Interlocutores têm enviado recados pela imprensa de que podem ampliar as sanções ao vivo – incluindo mais ministros do STF afetados pela Lei Magnitsky ou maiores tarifas a produtos brasileiros. Por outro lado, um tribunal de apelações decidiu, na semana passada, que a maior parte das tarifas impostas por Donald Trump são ilegais porque foram acionadas com base em uma pretensa “emergência internacional”.
No meio disso, fica a embaixada americana em Brasília, que tem cada vez mais se pronunciado publicamente apenas com postagens panfletárias do nível: “o ministro Moraes é o coração pulsante do complexo de perseguição e censura contra Jair Bolsonaro, que, por sua vez, tem restringido a liberdade de expressão nos EUA” ou “enquanto o presidente Trump estiver no comando, pessoas e empresas sob jurisdição dos EUA têm a garantia de que nenhum governo estrangeiro será autorizado a censurar a liberdade de expressão das pessoas e das empresas sob a jurisdição dos EUA em solo americano. Nenhum juiz brasileiro, nem qualquer outro tribunal estrangeiro, tem poder para anular a Primeira Emenda.

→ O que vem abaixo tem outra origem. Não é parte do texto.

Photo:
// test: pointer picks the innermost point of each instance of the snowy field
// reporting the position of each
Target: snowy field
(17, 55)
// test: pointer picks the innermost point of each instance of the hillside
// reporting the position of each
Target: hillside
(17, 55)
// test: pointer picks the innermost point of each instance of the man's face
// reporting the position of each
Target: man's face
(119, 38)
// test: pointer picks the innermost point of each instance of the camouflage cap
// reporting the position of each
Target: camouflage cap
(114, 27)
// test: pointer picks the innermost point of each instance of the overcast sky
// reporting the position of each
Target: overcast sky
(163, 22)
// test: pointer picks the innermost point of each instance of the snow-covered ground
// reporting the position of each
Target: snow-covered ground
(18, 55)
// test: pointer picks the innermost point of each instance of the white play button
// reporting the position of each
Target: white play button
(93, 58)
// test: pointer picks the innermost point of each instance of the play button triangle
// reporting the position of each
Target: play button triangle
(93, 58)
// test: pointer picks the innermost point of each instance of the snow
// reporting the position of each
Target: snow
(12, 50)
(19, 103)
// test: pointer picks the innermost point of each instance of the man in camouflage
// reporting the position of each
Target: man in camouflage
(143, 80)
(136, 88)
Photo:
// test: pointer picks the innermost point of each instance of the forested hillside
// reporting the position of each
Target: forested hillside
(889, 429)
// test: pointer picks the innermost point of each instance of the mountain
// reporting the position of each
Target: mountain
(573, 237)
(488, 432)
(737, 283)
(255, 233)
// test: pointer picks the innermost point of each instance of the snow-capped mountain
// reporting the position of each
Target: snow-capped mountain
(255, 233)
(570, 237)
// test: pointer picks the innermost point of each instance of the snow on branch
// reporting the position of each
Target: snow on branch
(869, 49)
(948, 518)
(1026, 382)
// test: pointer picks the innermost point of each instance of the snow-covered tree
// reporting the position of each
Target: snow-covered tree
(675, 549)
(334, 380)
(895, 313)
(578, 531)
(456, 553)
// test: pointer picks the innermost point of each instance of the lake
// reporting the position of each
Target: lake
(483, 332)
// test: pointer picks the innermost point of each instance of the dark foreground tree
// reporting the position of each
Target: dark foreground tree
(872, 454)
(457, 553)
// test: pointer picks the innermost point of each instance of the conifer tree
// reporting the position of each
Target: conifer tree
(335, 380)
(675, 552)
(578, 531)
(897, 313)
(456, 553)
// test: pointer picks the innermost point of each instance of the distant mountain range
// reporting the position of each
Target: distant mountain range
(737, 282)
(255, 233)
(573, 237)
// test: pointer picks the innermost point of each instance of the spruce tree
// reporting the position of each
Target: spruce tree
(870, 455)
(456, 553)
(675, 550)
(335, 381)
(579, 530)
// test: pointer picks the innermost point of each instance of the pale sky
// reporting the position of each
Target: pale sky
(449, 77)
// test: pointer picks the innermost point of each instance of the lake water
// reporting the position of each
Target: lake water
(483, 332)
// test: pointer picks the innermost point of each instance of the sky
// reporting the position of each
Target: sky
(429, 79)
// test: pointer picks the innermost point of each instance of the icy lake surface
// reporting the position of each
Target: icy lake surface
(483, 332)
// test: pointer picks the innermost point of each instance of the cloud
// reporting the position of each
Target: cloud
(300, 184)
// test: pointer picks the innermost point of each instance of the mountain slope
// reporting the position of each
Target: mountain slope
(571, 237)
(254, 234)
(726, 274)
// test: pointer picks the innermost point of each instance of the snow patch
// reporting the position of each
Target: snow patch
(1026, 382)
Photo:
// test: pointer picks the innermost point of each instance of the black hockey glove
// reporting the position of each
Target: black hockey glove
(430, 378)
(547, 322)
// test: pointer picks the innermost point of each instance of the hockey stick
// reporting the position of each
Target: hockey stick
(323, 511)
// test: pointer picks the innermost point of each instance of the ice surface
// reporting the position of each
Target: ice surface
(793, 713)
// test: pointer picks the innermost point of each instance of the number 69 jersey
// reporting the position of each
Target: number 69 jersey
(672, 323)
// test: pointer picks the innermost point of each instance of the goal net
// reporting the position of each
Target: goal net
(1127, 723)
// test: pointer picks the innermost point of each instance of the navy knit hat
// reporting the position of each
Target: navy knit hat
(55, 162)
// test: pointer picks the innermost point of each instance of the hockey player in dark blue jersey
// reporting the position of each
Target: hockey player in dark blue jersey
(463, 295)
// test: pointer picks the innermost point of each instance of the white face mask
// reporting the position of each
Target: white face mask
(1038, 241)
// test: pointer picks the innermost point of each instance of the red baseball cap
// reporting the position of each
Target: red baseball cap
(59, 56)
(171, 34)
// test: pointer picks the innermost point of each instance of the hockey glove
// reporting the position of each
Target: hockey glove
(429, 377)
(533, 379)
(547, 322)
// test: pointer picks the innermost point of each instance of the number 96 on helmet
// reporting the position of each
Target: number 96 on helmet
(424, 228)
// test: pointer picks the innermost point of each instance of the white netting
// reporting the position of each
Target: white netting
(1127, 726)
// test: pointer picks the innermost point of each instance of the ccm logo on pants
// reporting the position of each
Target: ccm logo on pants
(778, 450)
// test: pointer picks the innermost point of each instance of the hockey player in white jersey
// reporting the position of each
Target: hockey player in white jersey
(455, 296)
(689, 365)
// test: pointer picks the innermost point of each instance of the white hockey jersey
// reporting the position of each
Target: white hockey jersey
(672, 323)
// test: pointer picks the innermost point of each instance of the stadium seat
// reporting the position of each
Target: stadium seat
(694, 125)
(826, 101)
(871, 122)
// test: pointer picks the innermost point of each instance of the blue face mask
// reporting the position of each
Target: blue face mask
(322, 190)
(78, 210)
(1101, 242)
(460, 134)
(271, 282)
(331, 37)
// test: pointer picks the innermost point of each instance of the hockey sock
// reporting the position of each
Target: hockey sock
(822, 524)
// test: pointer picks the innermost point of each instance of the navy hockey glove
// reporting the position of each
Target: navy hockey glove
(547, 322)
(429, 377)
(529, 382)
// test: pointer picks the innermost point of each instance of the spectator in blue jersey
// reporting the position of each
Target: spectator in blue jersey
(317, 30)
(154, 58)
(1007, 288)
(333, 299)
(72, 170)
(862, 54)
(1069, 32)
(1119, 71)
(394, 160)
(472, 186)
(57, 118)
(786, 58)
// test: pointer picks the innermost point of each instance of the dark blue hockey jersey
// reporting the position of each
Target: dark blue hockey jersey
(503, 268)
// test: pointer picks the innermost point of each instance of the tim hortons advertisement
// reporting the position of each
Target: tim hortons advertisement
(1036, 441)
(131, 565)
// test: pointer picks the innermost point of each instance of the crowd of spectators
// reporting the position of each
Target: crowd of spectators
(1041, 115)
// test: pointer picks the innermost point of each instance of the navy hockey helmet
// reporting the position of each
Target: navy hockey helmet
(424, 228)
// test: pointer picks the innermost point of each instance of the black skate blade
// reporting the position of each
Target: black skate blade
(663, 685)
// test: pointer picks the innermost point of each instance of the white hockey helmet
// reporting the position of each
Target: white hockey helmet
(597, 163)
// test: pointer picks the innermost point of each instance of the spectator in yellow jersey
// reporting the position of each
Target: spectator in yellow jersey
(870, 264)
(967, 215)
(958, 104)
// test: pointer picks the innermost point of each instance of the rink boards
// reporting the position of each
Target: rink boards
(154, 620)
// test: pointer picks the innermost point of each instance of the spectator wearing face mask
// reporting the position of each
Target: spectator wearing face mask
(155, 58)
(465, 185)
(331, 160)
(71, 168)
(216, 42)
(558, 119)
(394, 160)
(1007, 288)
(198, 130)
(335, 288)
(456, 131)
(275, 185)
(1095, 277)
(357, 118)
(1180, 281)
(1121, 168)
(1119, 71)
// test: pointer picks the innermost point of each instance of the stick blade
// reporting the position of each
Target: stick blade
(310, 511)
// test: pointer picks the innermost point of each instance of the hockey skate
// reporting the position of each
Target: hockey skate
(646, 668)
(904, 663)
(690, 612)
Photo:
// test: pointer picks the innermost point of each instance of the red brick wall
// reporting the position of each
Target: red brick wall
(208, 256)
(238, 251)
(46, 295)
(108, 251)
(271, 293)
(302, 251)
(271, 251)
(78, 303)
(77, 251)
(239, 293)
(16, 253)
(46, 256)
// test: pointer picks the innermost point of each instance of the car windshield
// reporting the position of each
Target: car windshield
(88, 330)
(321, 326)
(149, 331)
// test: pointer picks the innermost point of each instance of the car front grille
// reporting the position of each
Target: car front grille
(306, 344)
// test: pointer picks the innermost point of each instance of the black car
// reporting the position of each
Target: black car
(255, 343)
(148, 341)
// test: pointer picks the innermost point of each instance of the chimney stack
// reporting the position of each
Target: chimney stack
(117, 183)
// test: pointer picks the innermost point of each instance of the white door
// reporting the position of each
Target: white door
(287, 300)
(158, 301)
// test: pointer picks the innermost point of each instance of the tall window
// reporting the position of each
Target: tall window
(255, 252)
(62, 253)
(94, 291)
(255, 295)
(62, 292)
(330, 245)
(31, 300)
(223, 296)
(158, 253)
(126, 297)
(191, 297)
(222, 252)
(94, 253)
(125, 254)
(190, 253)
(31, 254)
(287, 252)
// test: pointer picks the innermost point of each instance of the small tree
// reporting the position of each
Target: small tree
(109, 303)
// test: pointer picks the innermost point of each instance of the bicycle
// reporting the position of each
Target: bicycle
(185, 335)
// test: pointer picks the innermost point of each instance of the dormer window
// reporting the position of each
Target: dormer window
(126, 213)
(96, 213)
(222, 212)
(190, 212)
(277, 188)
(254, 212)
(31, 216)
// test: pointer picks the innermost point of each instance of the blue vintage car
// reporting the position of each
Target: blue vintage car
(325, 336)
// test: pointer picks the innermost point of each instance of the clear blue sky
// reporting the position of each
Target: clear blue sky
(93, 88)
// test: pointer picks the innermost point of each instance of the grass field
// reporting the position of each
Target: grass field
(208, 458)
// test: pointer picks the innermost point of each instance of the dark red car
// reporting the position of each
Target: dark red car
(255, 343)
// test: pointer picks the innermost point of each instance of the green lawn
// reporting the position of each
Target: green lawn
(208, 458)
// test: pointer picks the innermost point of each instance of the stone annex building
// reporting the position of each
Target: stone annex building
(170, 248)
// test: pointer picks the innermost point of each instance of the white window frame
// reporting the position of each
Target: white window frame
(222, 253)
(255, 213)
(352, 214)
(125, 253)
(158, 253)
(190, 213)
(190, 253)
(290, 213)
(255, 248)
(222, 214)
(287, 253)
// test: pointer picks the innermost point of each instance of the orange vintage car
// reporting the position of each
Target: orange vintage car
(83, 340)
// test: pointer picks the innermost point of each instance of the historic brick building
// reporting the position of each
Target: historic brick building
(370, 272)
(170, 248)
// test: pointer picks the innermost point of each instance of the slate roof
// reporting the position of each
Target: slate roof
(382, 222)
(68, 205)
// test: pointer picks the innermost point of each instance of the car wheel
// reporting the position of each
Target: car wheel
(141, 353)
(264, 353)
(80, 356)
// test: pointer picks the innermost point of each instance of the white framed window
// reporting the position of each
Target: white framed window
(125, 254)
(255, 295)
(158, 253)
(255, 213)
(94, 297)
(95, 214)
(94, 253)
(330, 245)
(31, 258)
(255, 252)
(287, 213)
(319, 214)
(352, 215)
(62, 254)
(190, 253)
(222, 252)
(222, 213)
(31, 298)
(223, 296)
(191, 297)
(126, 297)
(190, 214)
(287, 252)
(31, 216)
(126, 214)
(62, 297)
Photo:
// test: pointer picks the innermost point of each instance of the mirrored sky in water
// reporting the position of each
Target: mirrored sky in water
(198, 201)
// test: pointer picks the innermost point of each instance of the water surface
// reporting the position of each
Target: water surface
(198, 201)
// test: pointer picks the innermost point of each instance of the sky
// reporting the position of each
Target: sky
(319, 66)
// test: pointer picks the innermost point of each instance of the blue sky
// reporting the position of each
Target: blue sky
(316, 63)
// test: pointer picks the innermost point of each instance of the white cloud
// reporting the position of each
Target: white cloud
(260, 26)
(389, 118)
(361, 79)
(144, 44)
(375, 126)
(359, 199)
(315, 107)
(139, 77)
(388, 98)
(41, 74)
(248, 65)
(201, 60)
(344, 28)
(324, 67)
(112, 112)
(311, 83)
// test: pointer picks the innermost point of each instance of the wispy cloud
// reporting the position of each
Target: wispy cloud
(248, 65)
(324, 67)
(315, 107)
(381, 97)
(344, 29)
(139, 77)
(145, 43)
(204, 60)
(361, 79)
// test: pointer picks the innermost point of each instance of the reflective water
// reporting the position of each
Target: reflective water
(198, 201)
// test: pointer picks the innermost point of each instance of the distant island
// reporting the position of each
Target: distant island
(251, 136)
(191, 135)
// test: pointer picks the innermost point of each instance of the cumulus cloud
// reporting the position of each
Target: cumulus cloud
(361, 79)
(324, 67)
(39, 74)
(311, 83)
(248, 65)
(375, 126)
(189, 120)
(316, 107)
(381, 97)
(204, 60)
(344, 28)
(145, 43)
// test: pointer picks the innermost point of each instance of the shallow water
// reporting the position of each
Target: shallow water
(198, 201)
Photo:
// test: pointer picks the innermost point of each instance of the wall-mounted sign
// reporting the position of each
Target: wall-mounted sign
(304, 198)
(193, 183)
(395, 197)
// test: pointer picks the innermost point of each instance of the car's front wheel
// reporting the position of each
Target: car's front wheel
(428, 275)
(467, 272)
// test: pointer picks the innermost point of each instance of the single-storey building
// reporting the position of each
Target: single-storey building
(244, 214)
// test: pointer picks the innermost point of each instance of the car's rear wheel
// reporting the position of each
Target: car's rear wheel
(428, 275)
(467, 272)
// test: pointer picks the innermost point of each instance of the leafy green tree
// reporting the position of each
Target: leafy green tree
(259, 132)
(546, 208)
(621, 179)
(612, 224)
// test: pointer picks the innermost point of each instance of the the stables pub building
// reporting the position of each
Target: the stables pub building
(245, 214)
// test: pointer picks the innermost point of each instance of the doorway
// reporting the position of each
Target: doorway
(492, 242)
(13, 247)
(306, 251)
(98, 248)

Ponto final”.
A primeira é de autoria de Darren Beattie, subsecretário de Estado para a Diplomacia Pública, e o segundo, de Christopher Landau, vice-secretário de Estado dos Estados Unidos. São textos que fogem completamente da tradição da diplomacia mundial. Outra publicação que ilustra essa nova postura agressiva e claramente anti-diplomática foi lançada ontem na conta oficial da embaixada no Twitter:
“Uma jornada inesquecível para qualquer lugar, menos aqui – só com a ICE Air. Está nos EUA ilegalmente? Reserve sua passagem só de ida para casa hoje mesmo por meio do aplicativo CBP Home”.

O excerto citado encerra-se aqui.